With iteration + reasoning between iterations, you have an agent.
USER GOAL
→ OBSERVE: read current state (goal, tool responses, prior reasoning)
PLAN: decide next step. Is goal met? If not, which tool with which args?
ACT: take the step (often a function call)
[Loop until OBSERVE concludes goal is met, OR max-iter cap fires]
FINAL RESPONSE

Naming variants: ReAct paper uses think-observe-act. Other papers use different orderings. Names vary; the shape (read → decide → act → iterate) is constant.
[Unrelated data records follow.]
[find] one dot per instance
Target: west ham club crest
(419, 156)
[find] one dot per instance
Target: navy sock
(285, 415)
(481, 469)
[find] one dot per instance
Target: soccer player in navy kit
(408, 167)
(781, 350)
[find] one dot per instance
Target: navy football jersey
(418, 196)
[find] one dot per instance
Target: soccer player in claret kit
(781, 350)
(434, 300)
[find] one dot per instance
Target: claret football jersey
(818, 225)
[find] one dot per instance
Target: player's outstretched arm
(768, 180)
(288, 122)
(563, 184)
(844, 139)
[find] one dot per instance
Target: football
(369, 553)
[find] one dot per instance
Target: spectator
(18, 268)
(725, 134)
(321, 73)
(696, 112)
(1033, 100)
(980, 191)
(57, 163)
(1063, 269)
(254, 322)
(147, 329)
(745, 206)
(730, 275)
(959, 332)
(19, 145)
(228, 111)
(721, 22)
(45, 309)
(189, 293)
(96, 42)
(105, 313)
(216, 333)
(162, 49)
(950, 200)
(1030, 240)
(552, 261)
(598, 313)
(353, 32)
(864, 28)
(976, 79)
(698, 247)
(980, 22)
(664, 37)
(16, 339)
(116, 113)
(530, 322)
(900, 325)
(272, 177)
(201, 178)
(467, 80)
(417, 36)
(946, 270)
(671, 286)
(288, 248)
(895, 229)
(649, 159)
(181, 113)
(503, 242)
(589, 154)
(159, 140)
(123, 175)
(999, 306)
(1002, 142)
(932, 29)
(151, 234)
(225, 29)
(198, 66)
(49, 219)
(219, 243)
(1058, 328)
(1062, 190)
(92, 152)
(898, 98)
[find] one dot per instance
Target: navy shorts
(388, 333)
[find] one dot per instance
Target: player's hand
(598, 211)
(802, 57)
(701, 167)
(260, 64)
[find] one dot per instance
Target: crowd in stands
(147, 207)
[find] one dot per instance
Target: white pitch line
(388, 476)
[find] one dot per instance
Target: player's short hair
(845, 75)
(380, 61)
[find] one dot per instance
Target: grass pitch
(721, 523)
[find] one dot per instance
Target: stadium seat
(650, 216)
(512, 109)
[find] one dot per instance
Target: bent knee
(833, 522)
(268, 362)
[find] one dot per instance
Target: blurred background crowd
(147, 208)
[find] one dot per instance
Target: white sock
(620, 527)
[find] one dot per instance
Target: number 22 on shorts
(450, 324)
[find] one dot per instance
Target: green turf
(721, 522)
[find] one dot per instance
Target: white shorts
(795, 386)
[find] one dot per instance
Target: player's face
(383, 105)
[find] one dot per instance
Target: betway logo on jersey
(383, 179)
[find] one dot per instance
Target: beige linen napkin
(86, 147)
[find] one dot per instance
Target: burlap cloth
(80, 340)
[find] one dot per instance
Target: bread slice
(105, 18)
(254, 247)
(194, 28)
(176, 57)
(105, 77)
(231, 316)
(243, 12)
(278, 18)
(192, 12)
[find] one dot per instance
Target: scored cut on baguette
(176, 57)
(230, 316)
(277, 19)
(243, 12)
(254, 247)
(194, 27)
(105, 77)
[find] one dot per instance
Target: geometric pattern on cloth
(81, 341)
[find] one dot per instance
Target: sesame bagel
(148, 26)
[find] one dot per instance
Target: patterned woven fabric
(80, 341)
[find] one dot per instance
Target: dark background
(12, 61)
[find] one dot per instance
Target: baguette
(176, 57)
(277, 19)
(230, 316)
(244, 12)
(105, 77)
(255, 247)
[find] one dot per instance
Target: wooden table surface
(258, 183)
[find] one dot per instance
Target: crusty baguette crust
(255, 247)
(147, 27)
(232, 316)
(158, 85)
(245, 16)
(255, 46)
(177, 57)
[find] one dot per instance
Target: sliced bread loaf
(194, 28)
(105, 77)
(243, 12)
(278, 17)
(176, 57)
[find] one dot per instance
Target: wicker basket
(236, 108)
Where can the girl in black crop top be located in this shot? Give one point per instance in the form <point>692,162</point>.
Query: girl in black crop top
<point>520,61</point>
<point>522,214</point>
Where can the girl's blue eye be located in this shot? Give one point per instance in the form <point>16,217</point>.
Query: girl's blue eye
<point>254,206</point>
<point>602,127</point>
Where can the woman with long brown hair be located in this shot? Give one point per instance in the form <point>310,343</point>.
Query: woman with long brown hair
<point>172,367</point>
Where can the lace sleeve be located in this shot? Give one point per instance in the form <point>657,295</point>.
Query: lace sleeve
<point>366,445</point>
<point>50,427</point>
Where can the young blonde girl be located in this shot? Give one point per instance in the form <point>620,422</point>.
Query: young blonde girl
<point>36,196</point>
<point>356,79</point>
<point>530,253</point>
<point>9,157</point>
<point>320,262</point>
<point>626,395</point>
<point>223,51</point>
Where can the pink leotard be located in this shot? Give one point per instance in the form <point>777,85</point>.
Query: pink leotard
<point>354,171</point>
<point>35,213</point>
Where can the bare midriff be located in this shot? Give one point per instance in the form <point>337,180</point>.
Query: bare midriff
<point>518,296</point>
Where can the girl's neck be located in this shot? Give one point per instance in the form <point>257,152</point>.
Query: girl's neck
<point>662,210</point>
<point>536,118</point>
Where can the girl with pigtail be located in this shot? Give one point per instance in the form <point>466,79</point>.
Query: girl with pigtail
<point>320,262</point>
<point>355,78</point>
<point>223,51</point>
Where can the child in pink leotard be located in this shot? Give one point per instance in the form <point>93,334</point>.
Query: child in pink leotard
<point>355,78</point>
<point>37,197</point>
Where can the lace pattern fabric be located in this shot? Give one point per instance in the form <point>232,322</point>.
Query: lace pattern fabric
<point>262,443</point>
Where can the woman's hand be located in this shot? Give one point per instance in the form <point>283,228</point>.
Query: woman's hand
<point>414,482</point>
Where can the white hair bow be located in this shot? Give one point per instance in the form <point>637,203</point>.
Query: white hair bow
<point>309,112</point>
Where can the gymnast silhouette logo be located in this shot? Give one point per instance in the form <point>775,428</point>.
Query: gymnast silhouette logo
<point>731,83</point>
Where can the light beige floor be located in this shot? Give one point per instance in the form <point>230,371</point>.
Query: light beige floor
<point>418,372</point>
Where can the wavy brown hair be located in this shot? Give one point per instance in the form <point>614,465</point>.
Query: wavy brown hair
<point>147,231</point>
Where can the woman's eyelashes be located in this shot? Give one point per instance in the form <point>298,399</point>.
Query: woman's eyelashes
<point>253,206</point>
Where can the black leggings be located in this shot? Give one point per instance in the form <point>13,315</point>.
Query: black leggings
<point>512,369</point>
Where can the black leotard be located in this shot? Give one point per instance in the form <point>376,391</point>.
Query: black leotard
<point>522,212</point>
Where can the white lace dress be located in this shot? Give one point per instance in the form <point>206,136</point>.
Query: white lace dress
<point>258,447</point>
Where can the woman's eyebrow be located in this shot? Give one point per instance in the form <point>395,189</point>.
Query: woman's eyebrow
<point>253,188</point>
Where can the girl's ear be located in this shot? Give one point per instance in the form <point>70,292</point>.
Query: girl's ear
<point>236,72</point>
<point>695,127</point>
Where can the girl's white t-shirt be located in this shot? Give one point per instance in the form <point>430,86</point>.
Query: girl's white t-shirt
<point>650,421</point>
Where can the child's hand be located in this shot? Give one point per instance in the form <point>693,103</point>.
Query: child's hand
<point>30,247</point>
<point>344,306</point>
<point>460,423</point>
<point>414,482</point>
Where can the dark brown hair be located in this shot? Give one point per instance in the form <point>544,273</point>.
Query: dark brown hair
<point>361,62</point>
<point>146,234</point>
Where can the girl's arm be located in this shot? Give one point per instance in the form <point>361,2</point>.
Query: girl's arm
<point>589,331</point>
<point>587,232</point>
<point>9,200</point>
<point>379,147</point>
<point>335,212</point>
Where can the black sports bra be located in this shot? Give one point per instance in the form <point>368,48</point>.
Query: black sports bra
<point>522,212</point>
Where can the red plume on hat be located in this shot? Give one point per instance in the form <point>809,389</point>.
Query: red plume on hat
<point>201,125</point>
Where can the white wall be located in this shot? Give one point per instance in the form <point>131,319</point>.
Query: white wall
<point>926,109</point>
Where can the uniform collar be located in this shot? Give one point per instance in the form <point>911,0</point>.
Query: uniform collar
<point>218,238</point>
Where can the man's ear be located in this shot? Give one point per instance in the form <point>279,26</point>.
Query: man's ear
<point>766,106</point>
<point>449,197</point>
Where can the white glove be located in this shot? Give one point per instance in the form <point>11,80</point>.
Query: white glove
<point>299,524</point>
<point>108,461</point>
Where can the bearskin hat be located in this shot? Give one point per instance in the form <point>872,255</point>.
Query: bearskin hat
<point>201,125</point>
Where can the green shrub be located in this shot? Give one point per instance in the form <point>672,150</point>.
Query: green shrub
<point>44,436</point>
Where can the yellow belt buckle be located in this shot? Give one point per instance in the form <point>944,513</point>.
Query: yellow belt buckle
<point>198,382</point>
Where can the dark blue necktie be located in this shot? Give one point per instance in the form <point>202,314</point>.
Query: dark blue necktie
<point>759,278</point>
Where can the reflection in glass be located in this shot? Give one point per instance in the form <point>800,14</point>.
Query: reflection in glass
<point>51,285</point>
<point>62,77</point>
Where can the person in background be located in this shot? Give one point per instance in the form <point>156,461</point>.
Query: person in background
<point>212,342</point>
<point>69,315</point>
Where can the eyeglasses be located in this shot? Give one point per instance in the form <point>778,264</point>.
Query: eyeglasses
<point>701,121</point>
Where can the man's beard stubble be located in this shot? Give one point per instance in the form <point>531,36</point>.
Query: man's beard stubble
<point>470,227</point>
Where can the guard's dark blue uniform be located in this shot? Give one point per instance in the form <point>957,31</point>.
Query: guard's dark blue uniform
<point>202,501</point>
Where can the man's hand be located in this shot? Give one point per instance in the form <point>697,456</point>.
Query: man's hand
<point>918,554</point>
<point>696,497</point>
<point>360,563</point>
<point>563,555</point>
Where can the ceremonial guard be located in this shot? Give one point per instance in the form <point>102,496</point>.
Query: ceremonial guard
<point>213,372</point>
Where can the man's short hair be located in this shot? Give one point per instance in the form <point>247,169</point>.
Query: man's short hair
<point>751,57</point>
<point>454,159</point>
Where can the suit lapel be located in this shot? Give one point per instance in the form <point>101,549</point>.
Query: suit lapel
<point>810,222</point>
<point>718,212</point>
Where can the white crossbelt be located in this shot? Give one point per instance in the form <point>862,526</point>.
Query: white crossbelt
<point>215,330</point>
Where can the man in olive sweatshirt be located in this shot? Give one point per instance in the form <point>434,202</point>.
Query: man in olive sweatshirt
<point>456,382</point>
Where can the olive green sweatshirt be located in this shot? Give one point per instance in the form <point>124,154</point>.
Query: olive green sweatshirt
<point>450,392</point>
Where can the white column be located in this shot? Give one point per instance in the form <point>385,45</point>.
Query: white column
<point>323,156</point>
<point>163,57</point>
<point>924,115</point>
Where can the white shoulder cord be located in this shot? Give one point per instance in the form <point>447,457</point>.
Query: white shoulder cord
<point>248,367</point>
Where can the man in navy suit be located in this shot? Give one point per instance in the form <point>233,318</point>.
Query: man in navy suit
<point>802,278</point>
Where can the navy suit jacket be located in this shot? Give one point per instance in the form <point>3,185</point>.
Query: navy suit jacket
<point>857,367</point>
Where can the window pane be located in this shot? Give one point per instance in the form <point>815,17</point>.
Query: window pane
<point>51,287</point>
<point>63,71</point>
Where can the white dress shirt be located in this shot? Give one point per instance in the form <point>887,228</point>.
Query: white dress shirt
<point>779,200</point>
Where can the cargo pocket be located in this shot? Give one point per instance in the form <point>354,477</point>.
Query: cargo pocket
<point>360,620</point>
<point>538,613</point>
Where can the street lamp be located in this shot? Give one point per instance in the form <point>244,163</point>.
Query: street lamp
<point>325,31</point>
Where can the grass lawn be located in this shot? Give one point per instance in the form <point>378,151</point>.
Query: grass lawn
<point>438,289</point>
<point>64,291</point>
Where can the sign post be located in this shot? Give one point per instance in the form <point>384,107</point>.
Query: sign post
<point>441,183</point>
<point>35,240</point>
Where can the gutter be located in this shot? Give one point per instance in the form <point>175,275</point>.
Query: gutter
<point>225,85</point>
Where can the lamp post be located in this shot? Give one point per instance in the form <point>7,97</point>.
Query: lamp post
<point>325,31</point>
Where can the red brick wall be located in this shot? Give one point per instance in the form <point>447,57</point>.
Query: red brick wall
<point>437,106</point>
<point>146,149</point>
USER: "My teddy bear is cold. Please do something."
ITER 1:
Observe: bear is cold. Need to know temperature.
Plan: call get_current_room_temperature()
Act: tool returns {"temperature_f": 65, "thermostat_state": "off"}
ITER 2:
Observe: 65°F is cold. Thermostat off. Need to turn heat up.
Plan: call set_thermostat(target_f=70)
Act: tool returns {"temperature_f_target": 70, "status": "heating"}
ITER 3:
Observe: heat is on, target is 70. Goal essentially met.
Plan: compose final response.
Act: return natural-language answer.
OUTPUT: "I've set the thermostat to 70°F and the heat is on..."

Three iterations. Two tool calls. One coherent goal pursued across multiple steps.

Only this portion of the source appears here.